Engineers at the Glenn Research centre have developed a non-pneumatic, complaint tire for future Mars missions.
The wheel is known as Superelastic Tire and marks the latest evolution of the Spring Tire, invented in the mid-aughts by NASA Glenn and Goodyear.
The original invention consisted of several hundred coiled steel wires, woven like chainmail into a flexible mesh, able to support heavy loads while adapting to rocky landscapes.
Inspired by the Apollo lunar tires, the Spring Tire performed well during simulated tests at the Jet Propulsion Laboratory, but it had one fatal flaw...the spring steel would buckle under the pressure of a punishing Martian terrain. Emboldened by the proposal of nickel-titanium, a shape memory alloy that does not dent like conventional materials, scientists got to work.
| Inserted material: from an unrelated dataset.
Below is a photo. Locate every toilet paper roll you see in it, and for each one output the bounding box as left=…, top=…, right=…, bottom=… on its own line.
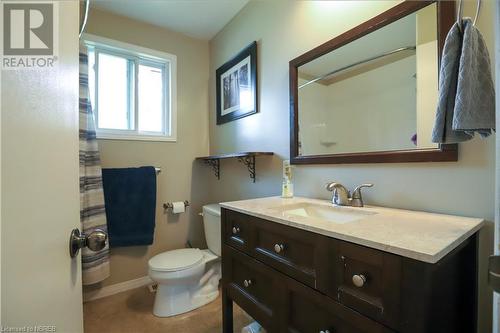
left=172, top=201, right=185, bottom=214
“We can actually deform this all the way down to the axel and have it return to shape, which we could never even contemplate in a conventional metal system,” materials scientist Santo Padula said in a video that can be seen below.
This time the tire performed much more impressively in lab-based tests, climbing over jagged rocks without losing its frame.
So, what is the secret behind the Superelastic Tire, you ask? Well, it is the nickel-titanium's capacity for atomic rearrangement, which fends off unwanted distortion.
“There are three major benefits to developing high-performing compliant tires that are capable of performing in a Martian or Lunar environment,” according to a NASA website.
Not only does it allow the rovers to explore more surface area and carry heavier payloads, the wheels can also be used to ferry humans across alien lands at higher speeds.
The invention may even serve as an alternative to the rubber tires we use here on Earth. At the moment the technology is being eyed for future Mars rover missions.